Die beiden Provokateure des Unternehmens Kartoffelsalat hatten mit Müttern wenig am Hut. Al war ein notorischer Hitzkopf und Unruhestifter. Seine oberste Devise lautete: »Im Zweifelsfall hilft nur Krawall«. Zur Inspiration hatte er sich über seinem Schreibtisch eine Kopie von Degas’ berühmten Absinth-Trinkern aufgehängt. Degas faszinierte ihn und er tat sein Bestes, um seinen Lebensstil so gut es ging zu imitieren. Zur Zeit des Symposiums hatte er seine Frau und vier Kinder in einem mickrigen Rattenloch in der Bronx versteckt. Trotzdem war er von seiner späteren Rechtfertigung überzeugt: Auch ich nur ein miserables Arschloch bin, ein mieser Vater, ein Dreckskerl, ’ne bepisste Wanze, solange meine Dichtung existiert, kann die Geschichte mich nicht unter ihrem riesigen Schutthaufen begraben — selbst wenn sie mir wer weiß, was für Schandtaten anhängen. Nicht mal Poe haben sie geschafft, merkst du was, Mann?

Ron, der zweite Provokateur, war ein hervorragender Übersetzer persischer Poesie und galt außerdem selbst als exzellenter Dichter. Nur eine Sache stand seiner meteoritenhaften Karriere als Übersetzer und Poet im Wege: sein krankhafter Trieb, Kakerlaken zu verspeisen. Aber, aber ... wer wird sich denn da vor lauter Ekel gleich abwenden wollen?

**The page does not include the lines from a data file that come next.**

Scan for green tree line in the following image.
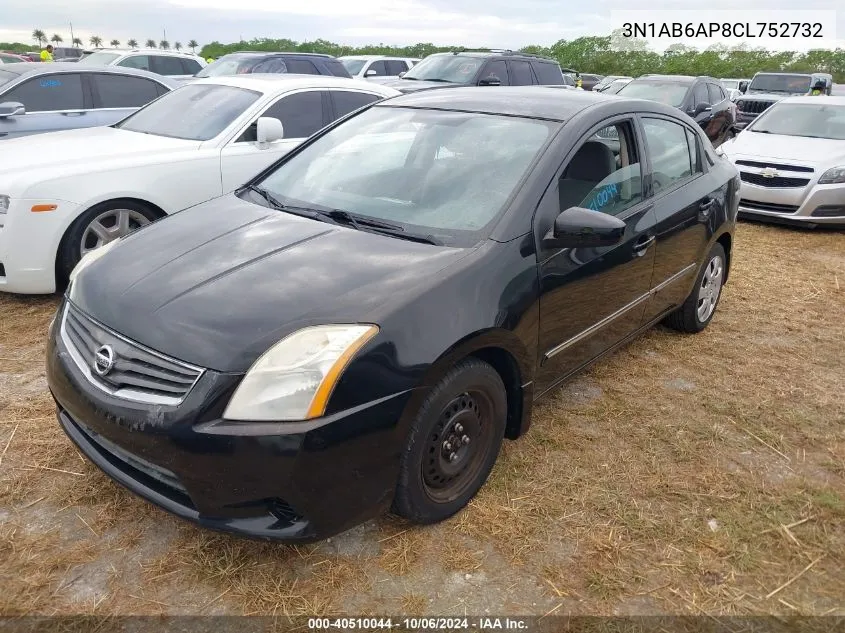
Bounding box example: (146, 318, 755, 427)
(4, 33, 844, 81)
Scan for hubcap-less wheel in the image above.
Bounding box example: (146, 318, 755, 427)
(80, 208, 151, 256)
(697, 254, 724, 322)
(423, 391, 493, 503)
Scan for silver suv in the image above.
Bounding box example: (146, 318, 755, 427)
(78, 48, 206, 80)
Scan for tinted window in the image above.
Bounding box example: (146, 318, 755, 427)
(402, 55, 483, 84)
(117, 55, 151, 71)
(4, 74, 84, 112)
(366, 61, 388, 76)
(685, 128, 703, 174)
(253, 58, 288, 73)
(91, 74, 161, 108)
(483, 61, 509, 85)
(707, 83, 724, 103)
(617, 80, 690, 107)
(692, 83, 709, 105)
(267, 90, 325, 138)
(533, 62, 564, 85)
(180, 58, 202, 75)
(324, 59, 352, 78)
(151, 55, 186, 76)
(509, 61, 535, 86)
(385, 60, 407, 75)
(559, 122, 644, 217)
(332, 90, 381, 118)
(643, 118, 695, 191)
(285, 59, 320, 75)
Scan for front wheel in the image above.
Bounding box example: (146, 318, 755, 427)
(392, 358, 507, 524)
(663, 242, 726, 333)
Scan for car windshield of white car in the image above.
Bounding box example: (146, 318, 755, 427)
(616, 81, 689, 107)
(340, 59, 367, 75)
(401, 55, 482, 84)
(195, 54, 261, 78)
(255, 106, 556, 246)
(751, 104, 845, 140)
(115, 84, 261, 141)
(78, 51, 122, 65)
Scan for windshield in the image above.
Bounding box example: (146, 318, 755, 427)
(256, 106, 555, 244)
(0, 68, 18, 86)
(401, 55, 482, 84)
(603, 80, 630, 95)
(78, 51, 122, 65)
(616, 81, 690, 107)
(340, 59, 367, 75)
(748, 74, 811, 94)
(116, 84, 260, 141)
(721, 79, 740, 90)
(750, 103, 845, 140)
(195, 54, 261, 78)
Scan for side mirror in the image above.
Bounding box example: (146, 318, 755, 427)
(398, 71, 406, 78)
(478, 75, 502, 86)
(693, 102, 712, 117)
(545, 207, 626, 249)
(365, 69, 377, 77)
(0, 101, 25, 118)
(738, 81, 748, 93)
(256, 117, 284, 145)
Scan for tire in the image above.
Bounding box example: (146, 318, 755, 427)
(392, 358, 507, 524)
(58, 200, 158, 286)
(663, 242, 726, 333)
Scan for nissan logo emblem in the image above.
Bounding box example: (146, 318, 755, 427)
(93, 345, 116, 377)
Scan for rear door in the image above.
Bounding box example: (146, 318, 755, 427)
(385, 60, 408, 76)
(88, 72, 164, 126)
(219, 89, 330, 192)
(364, 60, 388, 78)
(328, 89, 384, 119)
(637, 115, 714, 321)
(479, 60, 509, 85)
(508, 60, 536, 86)
(534, 117, 657, 394)
(150, 55, 192, 79)
(0, 72, 91, 139)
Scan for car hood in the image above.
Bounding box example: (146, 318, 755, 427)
(69, 193, 471, 373)
(0, 126, 200, 183)
(723, 131, 845, 165)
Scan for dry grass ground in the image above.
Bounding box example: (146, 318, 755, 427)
(1, 222, 843, 618)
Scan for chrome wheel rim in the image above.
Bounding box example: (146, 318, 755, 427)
(697, 254, 724, 323)
(80, 208, 151, 256)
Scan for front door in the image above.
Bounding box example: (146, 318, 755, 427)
(535, 117, 658, 395)
(0, 72, 91, 139)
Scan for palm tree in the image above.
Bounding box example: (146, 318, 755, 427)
(32, 29, 46, 46)
(72, 37, 83, 48)
(127, 38, 138, 48)
(110, 39, 120, 48)
(89, 35, 103, 48)
(159, 40, 170, 50)
(50, 34, 63, 46)
(174, 41, 182, 51)
(188, 39, 198, 53)
(145, 39, 156, 48)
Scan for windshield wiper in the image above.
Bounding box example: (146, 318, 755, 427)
(751, 129, 773, 134)
(313, 208, 405, 232)
(401, 76, 420, 81)
(423, 78, 455, 83)
(244, 184, 289, 211)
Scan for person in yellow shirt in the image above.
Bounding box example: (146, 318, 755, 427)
(40, 45, 54, 62)
(206, 57, 214, 63)
(810, 79, 825, 96)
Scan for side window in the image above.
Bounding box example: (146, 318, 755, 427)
(151, 55, 186, 76)
(366, 61, 388, 76)
(509, 61, 535, 86)
(285, 59, 320, 74)
(91, 74, 160, 108)
(240, 90, 325, 141)
(685, 128, 703, 175)
(642, 118, 697, 193)
(4, 74, 84, 111)
(331, 90, 381, 119)
(253, 58, 288, 73)
(385, 60, 407, 75)
(534, 62, 564, 84)
(180, 58, 202, 75)
(117, 55, 151, 71)
(692, 83, 710, 105)
(558, 121, 644, 216)
(482, 60, 509, 85)
(707, 83, 723, 104)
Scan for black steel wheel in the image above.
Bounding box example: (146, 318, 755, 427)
(392, 358, 507, 524)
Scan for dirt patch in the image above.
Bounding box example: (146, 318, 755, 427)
(1, 223, 844, 617)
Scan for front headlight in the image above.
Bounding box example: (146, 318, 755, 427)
(223, 324, 379, 421)
(68, 239, 119, 284)
(818, 166, 845, 185)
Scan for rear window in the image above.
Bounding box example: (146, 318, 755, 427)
(533, 62, 564, 85)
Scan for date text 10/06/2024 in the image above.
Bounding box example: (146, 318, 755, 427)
(307, 617, 530, 630)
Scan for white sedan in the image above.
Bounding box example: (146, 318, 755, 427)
(720, 96, 845, 228)
(0, 75, 400, 294)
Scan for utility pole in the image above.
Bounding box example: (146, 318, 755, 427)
(69, 22, 75, 46)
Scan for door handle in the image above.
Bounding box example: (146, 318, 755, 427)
(61, 111, 85, 116)
(633, 235, 655, 255)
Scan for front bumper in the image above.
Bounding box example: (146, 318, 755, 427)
(47, 303, 415, 541)
(738, 181, 845, 229)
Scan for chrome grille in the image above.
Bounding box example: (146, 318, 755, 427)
(739, 172, 810, 188)
(739, 199, 799, 214)
(60, 302, 203, 405)
(736, 99, 775, 114)
(735, 160, 814, 174)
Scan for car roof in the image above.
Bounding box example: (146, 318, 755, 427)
(636, 74, 702, 83)
(191, 73, 400, 94)
(775, 95, 845, 105)
(338, 55, 418, 60)
(376, 85, 673, 121)
(0, 61, 179, 85)
(91, 48, 200, 57)
(753, 71, 811, 76)
(226, 51, 333, 58)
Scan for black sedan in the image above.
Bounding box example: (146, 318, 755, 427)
(617, 74, 737, 147)
(47, 87, 739, 542)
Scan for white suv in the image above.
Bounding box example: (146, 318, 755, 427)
(79, 49, 207, 80)
(338, 56, 420, 79)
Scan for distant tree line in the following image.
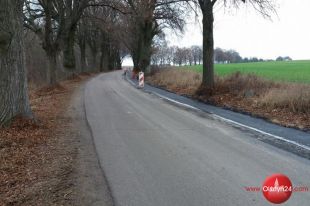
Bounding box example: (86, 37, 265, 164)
(276, 56, 293, 61)
(151, 44, 203, 66)
(151, 44, 293, 66)
(214, 48, 242, 63)
(214, 48, 292, 63)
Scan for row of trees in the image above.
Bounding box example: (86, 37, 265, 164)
(276, 56, 292, 61)
(1, 0, 275, 126)
(151, 44, 203, 66)
(23, 0, 127, 85)
(151, 45, 288, 66)
(214, 48, 242, 63)
(0, 0, 193, 126)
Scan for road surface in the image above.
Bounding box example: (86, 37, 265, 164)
(84, 71, 310, 206)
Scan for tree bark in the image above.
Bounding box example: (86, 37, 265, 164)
(201, 1, 215, 88)
(63, 26, 77, 69)
(41, 0, 59, 86)
(79, 42, 86, 73)
(115, 50, 122, 70)
(100, 50, 109, 72)
(131, 20, 155, 73)
(0, 0, 32, 126)
(132, 53, 139, 73)
(91, 49, 97, 71)
(46, 52, 57, 85)
(139, 21, 154, 72)
(99, 37, 109, 72)
(77, 21, 87, 73)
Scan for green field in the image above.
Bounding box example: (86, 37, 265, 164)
(186, 60, 310, 83)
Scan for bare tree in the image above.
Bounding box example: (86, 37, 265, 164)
(82, 5, 126, 71)
(226, 49, 242, 63)
(151, 35, 170, 66)
(197, 0, 275, 88)
(77, 19, 88, 72)
(185, 48, 194, 65)
(214, 47, 227, 63)
(24, 0, 94, 85)
(165, 46, 175, 65)
(191, 45, 202, 65)
(0, 0, 32, 126)
(122, 0, 190, 72)
(174, 47, 189, 66)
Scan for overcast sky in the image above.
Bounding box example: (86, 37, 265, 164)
(168, 0, 310, 60)
(123, 0, 310, 66)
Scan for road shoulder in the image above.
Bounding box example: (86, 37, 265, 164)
(125, 73, 310, 160)
(68, 80, 114, 206)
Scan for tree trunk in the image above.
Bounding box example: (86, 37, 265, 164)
(99, 51, 104, 72)
(42, 0, 58, 86)
(132, 52, 140, 73)
(140, 21, 153, 72)
(99, 40, 110, 72)
(46, 52, 57, 85)
(108, 50, 114, 71)
(91, 49, 97, 71)
(100, 50, 109, 72)
(132, 20, 155, 73)
(201, 1, 215, 88)
(63, 26, 76, 69)
(0, 0, 33, 126)
(79, 42, 86, 73)
(108, 46, 121, 71)
(115, 50, 122, 70)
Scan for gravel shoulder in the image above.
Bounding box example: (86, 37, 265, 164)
(70, 81, 113, 206)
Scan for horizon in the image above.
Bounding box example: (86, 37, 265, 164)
(123, 0, 310, 66)
(166, 0, 310, 61)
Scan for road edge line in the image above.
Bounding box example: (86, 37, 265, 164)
(124, 72, 310, 152)
(151, 91, 310, 152)
(152, 92, 202, 112)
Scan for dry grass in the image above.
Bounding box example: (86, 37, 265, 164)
(147, 68, 310, 129)
(147, 69, 277, 97)
(215, 72, 277, 96)
(146, 68, 201, 95)
(260, 84, 310, 113)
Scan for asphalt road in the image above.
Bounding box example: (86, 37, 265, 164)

So schlimm ist das ja nun auch wieder nicht. Schließlich leckt Emil Cione mit Vorliebe die Vaseline von gebrauchten Besenstielen ab — was ja wohl mindestens genauso fragwürdig ist.

Der Ärger ging los mit traumatischen Erfahrungen, die er beim Überlebenstraining der US Air Force in einem Dschungelgebiet durchstehen musste. Nachdem auch sein Geheimvorrat an Milky Ways aufgebraucht war und er an Flüssen vergeblich nach irgendwelchen kleineren Viechern gesucht hatte, verfiel er auf die feuchten bröckeligen Cafeterias unter dicken Felsbrocken. Und, um die wunderbaren Worte von William S. Burroughs zu zitieren: »Hätten Sie’s nicht genauso gemacht?« Alle hartschaligen Käfer waren okay, besonders die proteinreichen Maikäfer, aber in New York hieß die Devise: »Cucaracha!«

Ab und zu kann er der peinlichen Entdeckung seiner geheimen Leidenschaft durch seine Frau oder den Chef nur um ein Haar entgehen. Aber bisher hat ihn seine Vorsicht noch immer gerettet. Und er weiß nur zu gut, dass er auf der Stelle erledigt wäre, wenn den vornehmen literarischen Kreisen auch nur die kleinste Andeutung vom Poeten als Kakerlakenfresser zu Ohren käme. Apollinaires Poet als Prophet war ja grade noch akzeptabel, aber un poete insectiphage — undenkbar! (Der Leser wird mit Erleichterung erfahren, dass man ihm diese Perversion 1967 bei einer Selbsterfahrungssitzung in Esalen ein für allemal ausgetrieben hat.)